Well, I had big hopes for LSB.... 4 years ago.

Quote:

The LSB exists, theoretically it works, but nobody wants it.

Me too! I was really fed up with a lot of binary incompatibility, endless recompiles from sources and back then I was quite the Linux enthusiast (I still like it today, and use it from time too time). The idea is good, the implementation is not that great and the adoption is horrible. Even if most of today's distros are LSB compliant, that only means that other LSB compliant software would find a working LSB runtime and would have no problem running. For a software to be LSB compliant, it must use the LSB core (which is very poorly placed in the filesystem IMO, reducing the flexibility of "system" paths) and all the libraries must either be LSB compliant or static linking must be used. The last time I checked, the number of LSB compliant applications and libraries was close to zero (I mean a relative closeness: with thousands of libraries if you have 20 done, you're close to zero), and static linking is practically impossible with any non trivial applications. Try static linking with dozens of libs and you'll get huge exe sizes and a great redundancy in the binary files.

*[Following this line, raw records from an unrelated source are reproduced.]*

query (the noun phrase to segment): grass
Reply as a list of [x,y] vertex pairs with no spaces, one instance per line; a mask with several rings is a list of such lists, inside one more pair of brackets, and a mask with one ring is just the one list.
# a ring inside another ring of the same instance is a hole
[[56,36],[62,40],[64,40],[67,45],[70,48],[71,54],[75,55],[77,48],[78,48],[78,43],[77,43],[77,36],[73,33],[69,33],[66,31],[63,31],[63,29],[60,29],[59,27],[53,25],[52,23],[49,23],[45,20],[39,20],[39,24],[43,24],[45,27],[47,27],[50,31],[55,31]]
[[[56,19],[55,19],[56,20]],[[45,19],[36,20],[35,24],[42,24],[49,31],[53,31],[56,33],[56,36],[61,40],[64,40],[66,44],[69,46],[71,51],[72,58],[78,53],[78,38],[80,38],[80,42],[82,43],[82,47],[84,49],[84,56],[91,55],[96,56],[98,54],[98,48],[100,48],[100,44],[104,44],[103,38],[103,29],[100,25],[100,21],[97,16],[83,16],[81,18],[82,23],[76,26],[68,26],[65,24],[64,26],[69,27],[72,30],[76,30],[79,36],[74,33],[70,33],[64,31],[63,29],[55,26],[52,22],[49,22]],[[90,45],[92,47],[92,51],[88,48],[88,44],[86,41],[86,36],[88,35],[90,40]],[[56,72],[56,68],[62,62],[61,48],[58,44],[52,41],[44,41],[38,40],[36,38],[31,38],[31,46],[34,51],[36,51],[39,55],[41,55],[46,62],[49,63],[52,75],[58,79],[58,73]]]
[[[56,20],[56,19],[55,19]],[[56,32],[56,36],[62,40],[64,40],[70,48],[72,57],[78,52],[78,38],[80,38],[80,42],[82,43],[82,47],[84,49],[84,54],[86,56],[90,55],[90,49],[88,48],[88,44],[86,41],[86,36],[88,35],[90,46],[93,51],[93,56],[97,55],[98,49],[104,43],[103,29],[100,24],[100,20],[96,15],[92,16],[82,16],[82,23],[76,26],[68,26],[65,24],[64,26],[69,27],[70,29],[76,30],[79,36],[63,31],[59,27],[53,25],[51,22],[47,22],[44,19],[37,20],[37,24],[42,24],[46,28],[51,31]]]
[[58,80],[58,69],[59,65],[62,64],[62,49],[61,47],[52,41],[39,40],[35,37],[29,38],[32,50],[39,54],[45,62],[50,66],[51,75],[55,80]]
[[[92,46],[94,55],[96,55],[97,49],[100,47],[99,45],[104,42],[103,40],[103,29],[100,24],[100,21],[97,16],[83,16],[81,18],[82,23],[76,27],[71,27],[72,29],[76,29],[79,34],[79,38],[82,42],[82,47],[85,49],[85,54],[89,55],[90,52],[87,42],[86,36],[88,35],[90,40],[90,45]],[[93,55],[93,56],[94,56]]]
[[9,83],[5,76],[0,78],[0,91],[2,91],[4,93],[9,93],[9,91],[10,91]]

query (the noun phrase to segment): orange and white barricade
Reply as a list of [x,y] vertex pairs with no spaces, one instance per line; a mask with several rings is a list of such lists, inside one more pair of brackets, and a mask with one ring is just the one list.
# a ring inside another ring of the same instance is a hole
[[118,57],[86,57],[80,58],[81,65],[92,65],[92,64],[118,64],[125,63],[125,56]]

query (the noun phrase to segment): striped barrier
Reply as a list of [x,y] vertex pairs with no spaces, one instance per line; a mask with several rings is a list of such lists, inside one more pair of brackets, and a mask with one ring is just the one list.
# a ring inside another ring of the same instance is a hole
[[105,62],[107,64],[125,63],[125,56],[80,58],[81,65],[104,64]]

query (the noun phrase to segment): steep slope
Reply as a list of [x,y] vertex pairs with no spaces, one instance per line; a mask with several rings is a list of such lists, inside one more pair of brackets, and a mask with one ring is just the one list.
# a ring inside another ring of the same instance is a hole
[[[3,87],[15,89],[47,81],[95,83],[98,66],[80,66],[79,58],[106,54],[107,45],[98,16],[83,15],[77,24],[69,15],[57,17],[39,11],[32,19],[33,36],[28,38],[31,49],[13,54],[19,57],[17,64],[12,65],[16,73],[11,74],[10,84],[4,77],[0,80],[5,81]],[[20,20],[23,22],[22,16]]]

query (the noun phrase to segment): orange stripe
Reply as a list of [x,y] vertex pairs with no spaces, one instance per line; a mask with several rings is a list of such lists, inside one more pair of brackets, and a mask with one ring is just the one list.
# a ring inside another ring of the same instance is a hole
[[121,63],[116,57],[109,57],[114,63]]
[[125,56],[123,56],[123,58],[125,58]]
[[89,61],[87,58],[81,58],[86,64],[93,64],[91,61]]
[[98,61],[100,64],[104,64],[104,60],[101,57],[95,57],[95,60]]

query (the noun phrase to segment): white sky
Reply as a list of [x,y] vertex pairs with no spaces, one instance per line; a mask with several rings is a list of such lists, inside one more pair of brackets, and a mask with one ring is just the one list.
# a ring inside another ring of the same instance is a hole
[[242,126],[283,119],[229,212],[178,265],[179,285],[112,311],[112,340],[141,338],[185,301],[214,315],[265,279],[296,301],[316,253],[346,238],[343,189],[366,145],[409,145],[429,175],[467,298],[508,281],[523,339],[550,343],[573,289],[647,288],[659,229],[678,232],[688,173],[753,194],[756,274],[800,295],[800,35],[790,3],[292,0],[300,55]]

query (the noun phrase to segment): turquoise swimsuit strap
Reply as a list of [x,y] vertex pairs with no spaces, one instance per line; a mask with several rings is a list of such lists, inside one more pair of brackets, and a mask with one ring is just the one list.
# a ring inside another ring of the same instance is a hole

But for U++, it would be easier to produce LSB compliant programs. Reliance on external libraries is very low (I believe only some optional gtk libs for skinning, which I don't really know if there are any LSB versions of) and the rest of system calls could be routed toward the LSB runtime by using their tools and some not to hard tweaking of the build process (please correct me if I'm wrong).

While this is possible, I think the question is: who cares? Most distros don't even have LSB selected by default on their general installation option.